With the end of my last tenuous relationship,
I felt I had a new lease on life. I was confident I would find someone
compatible enough to settle down with, never having to look back. Now I feel
tied to yet another failed relationship where nothing else seems to be missing
but the fact that we live 60,000 miles away & that he is one of most commit-phobic man I know. Just my luck to find someone like that.
So now where does this leave me? I want to
quit my job but scared of what lies ahead, if there is anything at all. I'm the
target of those judging gazes and remarks of "Oh, do you have a contingency
plan? What do you plan to do right after?" Why can't it be as simple as
quitting work and concentrating on my hopes and dreams for once? I just seem to
be flowing with the tide, but it's not MY tide.
Do I have the confidence to finally set out to
pursue my dreams that I have been longing to do since I was 18?! It has taken
me 10 years of progressing and growing to finally get here. What should I
do? My instincts are screaming to give in my 2 weeks notice and leave prior to
starting a new project.
And then there's this man, or should I
say 'boy' who is my ego element that I so try and ignore otherwise.

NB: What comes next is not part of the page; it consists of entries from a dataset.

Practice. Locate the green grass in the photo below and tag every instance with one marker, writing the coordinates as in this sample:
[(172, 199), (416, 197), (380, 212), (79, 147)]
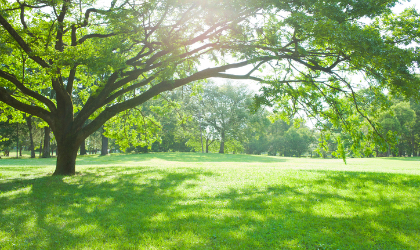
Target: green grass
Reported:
[(210, 201)]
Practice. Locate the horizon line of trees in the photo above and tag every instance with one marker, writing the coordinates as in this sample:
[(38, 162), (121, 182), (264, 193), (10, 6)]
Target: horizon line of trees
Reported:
[(221, 118)]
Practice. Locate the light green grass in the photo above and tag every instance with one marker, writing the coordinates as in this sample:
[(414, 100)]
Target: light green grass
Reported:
[(211, 201)]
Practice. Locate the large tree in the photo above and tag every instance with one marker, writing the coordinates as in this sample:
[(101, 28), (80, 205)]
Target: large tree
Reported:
[(127, 52)]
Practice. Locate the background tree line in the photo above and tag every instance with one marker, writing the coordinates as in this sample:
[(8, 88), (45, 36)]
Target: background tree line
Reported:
[(223, 118)]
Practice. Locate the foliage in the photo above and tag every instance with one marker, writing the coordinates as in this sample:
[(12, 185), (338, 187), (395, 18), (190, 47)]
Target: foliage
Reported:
[(211, 201), (68, 62)]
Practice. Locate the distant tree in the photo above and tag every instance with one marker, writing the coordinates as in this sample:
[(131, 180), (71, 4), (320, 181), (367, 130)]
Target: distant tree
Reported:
[(301, 50)]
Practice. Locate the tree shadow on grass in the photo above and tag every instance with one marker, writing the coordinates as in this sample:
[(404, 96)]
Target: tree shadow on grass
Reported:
[(145, 208), (417, 158), (181, 157)]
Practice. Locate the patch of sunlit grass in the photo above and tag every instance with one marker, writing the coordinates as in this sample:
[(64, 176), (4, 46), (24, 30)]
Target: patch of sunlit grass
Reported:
[(195, 201)]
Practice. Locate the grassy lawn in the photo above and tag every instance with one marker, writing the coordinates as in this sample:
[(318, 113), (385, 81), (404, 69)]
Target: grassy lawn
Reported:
[(211, 201)]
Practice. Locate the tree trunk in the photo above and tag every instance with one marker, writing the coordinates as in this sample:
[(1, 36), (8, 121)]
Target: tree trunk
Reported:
[(66, 159), (83, 148), (46, 149), (104, 149), (31, 138), (222, 144)]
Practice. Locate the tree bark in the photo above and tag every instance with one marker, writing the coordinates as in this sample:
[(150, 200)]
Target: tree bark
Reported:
[(222, 143), (83, 148), (31, 138), (66, 160), (46, 149), (104, 149)]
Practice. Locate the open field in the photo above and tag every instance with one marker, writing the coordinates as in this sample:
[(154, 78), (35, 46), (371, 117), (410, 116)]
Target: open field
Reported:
[(211, 201)]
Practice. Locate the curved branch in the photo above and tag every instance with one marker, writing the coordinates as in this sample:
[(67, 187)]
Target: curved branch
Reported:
[(6, 25), (11, 78), (33, 110)]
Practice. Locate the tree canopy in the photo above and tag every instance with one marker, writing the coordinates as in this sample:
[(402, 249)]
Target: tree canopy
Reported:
[(68, 62)]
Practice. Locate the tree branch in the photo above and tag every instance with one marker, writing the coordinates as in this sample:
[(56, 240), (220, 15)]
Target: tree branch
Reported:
[(33, 110), (11, 78), (6, 25)]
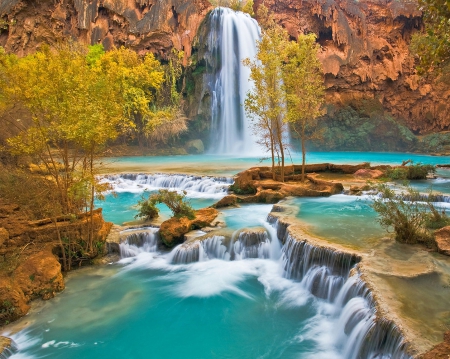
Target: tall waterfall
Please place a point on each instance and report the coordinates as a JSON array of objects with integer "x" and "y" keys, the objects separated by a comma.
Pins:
[{"x": 232, "y": 38}]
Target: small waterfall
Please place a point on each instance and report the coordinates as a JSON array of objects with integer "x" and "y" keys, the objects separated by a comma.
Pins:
[
  {"x": 251, "y": 244},
  {"x": 194, "y": 185},
  {"x": 326, "y": 274},
  {"x": 140, "y": 242},
  {"x": 232, "y": 38},
  {"x": 9, "y": 351},
  {"x": 199, "y": 251}
]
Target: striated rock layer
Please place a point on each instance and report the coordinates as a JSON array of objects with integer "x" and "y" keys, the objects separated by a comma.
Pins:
[
  {"x": 143, "y": 25},
  {"x": 365, "y": 45},
  {"x": 366, "y": 57}
]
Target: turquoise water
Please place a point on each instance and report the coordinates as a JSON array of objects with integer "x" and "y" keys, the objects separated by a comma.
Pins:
[
  {"x": 344, "y": 219},
  {"x": 226, "y": 165},
  {"x": 215, "y": 309},
  {"x": 122, "y": 207}
]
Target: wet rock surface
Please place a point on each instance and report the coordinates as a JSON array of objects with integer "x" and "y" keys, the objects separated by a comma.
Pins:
[
  {"x": 442, "y": 237},
  {"x": 173, "y": 230}
]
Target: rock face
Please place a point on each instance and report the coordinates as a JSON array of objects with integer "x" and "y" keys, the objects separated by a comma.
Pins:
[
  {"x": 366, "y": 57},
  {"x": 143, "y": 25},
  {"x": 29, "y": 267},
  {"x": 256, "y": 184},
  {"x": 173, "y": 230},
  {"x": 37, "y": 277},
  {"x": 440, "y": 351},
  {"x": 368, "y": 173},
  {"x": 442, "y": 237},
  {"x": 365, "y": 45}
]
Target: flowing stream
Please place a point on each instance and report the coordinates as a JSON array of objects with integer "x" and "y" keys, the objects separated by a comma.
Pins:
[
  {"x": 232, "y": 39},
  {"x": 247, "y": 296}
]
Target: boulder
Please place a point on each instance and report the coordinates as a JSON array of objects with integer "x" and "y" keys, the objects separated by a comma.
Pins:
[
  {"x": 4, "y": 236},
  {"x": 442, "y": 237},
  {"x": 367, "y": 173},
  {"x": 195, "y": 147},
  {"x": 227, "y": 201},
  {"x": 204, "y": 217},
  {"x": 13, "y": 303},
  {"x": 173, "y": 230},
  {"x": 39, "y": 276}
]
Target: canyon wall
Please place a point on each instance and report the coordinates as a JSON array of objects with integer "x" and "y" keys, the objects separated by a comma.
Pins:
[
  {"x": 365, "y": 44},
  {"x": 143, "y": 25},
  {"x": 366, "y": 57}
]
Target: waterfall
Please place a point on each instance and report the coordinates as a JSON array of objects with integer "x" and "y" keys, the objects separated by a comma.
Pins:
[
  {"x": 326, "y": 274},
  {"x": 252, "y": 244},
  {"x": 9, "y": 351},
  {"x": 199, "y": 251},
  {"x": 194, "y": 185},
  {"x": 140, "y": 242},
  {"x": 232, "y": 38}
]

Contrary to what he says, I know he doesn't support the dreams I do. Unlike my
parents, he doesn't seem willing to give it a fair chance, to believe in me no
matter what. So then what exactly am I waiting for?
And if so a decision is taken to end this, I
will be alone again, and the fear of not finding that suitable person will
mount my entire being. Then I reprimand myself for even allowing this to even
go on for 2 years. How could I sit by and watch this happen? A girl only dreams
of finding that great, simple guy who understands and respects her, who she can
with eyes closed thinking of spending eternity with, not worrying or feeling
stifled. If the basic elements fit, that is what counts.

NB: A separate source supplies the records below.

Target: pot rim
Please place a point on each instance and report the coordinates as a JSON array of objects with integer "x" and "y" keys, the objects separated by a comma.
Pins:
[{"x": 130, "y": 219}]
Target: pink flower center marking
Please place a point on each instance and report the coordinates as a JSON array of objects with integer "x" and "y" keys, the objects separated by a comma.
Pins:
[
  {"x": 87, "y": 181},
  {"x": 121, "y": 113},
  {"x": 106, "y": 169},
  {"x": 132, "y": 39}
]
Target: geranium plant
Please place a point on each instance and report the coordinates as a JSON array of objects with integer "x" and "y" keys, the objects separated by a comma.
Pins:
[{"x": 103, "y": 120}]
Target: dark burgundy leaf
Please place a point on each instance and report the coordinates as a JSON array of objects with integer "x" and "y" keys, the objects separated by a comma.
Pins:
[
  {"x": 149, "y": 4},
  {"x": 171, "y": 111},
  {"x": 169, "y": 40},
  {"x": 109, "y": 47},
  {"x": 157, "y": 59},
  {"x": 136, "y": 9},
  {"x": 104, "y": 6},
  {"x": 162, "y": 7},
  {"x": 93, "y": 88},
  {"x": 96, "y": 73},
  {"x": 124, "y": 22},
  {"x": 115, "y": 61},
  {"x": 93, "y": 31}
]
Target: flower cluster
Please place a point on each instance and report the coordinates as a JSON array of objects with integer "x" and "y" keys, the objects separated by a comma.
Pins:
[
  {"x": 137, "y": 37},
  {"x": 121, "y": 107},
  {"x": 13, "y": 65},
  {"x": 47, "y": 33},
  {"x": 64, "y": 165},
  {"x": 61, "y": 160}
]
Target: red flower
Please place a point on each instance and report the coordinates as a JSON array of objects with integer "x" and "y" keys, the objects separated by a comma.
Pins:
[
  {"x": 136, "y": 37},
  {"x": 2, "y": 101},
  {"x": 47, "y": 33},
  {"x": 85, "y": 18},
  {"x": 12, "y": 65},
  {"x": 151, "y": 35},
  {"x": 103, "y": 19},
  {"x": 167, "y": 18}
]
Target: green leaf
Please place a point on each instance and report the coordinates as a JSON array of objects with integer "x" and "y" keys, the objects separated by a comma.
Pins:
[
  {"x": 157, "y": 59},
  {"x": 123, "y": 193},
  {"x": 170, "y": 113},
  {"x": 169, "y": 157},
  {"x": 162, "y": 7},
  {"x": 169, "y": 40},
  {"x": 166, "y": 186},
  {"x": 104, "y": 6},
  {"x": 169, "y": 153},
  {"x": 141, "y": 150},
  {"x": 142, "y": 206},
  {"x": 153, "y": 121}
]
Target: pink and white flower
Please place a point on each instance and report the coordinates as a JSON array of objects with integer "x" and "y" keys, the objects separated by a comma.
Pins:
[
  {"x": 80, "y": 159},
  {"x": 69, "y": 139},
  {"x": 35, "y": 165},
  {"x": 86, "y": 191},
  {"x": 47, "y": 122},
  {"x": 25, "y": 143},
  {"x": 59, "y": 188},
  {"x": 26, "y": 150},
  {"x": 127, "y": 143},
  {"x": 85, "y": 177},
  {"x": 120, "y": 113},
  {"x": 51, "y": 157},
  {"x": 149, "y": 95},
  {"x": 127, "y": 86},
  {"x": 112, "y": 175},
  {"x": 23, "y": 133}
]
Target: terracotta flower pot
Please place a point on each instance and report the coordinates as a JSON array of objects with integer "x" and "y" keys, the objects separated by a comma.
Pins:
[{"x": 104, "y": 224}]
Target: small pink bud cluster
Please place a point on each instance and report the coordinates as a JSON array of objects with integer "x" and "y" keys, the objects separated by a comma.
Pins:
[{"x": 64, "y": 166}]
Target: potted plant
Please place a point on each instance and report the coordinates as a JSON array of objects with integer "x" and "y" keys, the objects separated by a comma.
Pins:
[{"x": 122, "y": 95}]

It doesn't seem to fit here. No judgments, but
he comes from a ruthless corporate world which takes over one's entire being,
where money eventually becomes the key element over relationships. He is the
one who pushes my defenses and I can't have that.
So I will let the tide flow and take its due
course, eventually in hope that it will flow towards me at some point. You’ve
got to give Fate the reigns and hope She manages to steer better than you.